# My Self Centering Chuck- Thanks Ger21!!



## lew (Feb 13, 2008)

When Ger21 posted his self centering chuck, I knew I had to make one. Of course, I'm a cheap skate and used home made knobs and mounting block. Also, I didn't have any 1/2" material so this is all 3/4" plywood.



















What really worked out great is that I could reuse all of the holders created for my previous chuck- pictured here:



















My mounting block could be a little smaller, in diameter- to allow the holders to get closer to the center, or using small wing nuts will do it, too. But for now, everything seems to working great.

Thanks for looking.

Lew


----------



## vcooney (Jan 4, 2009)

Well done…I need to make one of those. Thanks for the idea.


----------



## GaryC (Dec 31, 2008)

Wish I knew what the heck it was….and what it does….


----------



## interpim (Dec 6, 2008)

when you spin the wooden disk while the wing-nuts are loose, the round holds move in as well at the same time, always keeping center.

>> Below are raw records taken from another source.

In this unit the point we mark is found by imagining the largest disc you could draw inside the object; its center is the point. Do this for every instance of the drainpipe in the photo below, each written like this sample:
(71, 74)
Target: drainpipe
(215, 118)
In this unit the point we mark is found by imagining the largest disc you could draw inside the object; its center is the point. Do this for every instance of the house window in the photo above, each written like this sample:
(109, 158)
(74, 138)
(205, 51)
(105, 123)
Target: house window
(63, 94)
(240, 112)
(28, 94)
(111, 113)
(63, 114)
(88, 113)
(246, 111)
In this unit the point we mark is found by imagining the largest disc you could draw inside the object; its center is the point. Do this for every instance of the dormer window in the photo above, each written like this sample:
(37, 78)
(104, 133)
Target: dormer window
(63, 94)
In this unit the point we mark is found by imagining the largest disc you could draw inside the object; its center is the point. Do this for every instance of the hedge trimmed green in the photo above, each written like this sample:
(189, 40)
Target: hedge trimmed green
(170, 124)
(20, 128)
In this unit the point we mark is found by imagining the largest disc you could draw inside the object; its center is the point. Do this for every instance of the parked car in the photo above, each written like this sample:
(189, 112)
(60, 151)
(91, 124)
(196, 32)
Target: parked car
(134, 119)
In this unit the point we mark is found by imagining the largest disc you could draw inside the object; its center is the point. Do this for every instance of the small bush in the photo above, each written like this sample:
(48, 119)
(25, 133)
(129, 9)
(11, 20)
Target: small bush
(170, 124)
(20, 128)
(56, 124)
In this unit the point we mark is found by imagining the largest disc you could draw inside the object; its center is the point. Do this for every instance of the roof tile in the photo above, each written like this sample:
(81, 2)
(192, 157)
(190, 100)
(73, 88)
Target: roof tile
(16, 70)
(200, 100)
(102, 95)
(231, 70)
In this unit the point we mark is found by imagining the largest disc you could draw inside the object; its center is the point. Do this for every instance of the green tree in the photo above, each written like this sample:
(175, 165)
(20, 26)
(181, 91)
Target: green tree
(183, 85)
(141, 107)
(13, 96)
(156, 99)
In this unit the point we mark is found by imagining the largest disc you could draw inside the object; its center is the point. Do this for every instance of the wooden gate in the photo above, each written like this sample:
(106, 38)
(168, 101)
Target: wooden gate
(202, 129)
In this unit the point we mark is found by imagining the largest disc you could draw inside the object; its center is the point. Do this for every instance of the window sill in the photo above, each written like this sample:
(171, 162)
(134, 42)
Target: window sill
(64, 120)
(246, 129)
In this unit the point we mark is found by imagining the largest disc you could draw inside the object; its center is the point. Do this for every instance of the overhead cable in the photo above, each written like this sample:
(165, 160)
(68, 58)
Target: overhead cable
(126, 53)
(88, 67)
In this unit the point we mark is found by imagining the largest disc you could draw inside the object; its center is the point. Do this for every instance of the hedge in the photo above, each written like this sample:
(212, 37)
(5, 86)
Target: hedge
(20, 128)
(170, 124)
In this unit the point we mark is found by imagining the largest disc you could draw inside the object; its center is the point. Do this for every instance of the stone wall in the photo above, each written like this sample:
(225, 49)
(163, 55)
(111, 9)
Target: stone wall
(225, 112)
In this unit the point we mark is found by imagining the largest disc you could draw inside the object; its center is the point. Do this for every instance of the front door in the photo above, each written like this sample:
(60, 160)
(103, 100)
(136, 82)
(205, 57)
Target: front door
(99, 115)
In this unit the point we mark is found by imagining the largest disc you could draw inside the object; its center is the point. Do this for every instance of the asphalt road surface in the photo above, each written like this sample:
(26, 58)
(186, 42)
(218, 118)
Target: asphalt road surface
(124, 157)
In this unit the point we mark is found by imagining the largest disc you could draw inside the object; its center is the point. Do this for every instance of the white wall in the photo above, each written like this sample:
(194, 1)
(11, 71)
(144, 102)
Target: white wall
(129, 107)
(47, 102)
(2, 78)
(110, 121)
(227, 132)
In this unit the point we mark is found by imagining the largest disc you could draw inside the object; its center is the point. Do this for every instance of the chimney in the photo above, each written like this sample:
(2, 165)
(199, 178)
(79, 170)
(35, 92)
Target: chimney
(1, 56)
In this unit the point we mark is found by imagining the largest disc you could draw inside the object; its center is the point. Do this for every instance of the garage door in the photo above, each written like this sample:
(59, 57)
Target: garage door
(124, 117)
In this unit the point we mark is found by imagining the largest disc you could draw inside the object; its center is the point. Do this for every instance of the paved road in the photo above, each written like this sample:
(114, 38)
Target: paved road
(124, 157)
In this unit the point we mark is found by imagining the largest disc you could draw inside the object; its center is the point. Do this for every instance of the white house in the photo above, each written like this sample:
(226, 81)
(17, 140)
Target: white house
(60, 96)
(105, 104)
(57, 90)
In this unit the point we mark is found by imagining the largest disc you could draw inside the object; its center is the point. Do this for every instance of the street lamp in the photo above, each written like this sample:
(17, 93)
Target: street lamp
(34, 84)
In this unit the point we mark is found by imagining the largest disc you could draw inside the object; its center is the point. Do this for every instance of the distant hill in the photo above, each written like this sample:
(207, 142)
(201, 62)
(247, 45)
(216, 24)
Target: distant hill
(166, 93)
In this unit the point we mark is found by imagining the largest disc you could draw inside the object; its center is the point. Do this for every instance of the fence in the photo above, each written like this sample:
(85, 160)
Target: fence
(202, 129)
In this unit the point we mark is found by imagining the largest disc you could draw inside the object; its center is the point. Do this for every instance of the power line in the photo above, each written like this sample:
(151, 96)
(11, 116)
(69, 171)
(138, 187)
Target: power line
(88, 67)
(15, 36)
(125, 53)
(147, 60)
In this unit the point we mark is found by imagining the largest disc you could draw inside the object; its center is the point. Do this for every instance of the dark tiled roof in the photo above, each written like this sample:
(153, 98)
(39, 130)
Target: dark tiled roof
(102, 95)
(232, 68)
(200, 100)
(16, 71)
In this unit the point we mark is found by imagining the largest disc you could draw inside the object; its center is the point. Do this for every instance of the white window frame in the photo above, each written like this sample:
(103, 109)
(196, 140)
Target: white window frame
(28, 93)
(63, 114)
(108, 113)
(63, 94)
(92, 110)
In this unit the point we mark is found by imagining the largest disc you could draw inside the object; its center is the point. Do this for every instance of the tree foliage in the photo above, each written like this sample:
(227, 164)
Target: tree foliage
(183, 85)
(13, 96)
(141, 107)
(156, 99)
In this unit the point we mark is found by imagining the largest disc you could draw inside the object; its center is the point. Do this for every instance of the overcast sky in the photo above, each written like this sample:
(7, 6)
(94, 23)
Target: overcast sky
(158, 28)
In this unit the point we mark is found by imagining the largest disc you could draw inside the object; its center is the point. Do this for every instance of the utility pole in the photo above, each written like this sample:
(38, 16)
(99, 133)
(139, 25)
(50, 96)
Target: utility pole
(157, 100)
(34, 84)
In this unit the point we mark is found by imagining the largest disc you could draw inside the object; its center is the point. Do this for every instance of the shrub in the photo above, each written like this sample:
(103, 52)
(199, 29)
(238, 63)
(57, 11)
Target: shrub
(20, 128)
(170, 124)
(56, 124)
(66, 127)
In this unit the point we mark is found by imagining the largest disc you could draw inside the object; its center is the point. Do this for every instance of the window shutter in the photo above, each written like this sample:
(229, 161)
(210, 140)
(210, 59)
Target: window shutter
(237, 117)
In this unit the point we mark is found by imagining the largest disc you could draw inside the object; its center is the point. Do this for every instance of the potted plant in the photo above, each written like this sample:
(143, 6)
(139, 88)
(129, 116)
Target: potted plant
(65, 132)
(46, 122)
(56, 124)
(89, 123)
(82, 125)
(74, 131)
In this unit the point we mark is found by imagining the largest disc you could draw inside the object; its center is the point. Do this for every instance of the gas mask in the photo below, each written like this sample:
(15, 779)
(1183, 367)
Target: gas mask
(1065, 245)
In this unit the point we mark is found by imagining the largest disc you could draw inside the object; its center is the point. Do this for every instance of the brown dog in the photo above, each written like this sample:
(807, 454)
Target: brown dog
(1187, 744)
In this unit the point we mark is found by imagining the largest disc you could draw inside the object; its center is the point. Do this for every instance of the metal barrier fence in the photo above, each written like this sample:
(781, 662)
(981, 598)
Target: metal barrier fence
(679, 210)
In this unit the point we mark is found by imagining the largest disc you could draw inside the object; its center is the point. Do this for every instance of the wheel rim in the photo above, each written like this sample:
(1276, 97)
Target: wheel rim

This allows you to chuck up things in a variety of different sizes. a lot of folks use this type setup to turn the tenon off of bowls and vases.


----------



## Ger21 (Oct 29, 2009)

The plastic knobs only cost me $8 for 6. I thought about making wood knobs, but only for a second.

Nice job.


----------



## sedcokid (Jul 19, 2008)

Looks like a great project! I will try makeing one, thanks for the idea, Good Job!

'The SedcoKid'


----------



## scrappy (Jan 3, 2009)

Still need to get mine made. Still resting from the christmas rush.haha

Scrappy


----------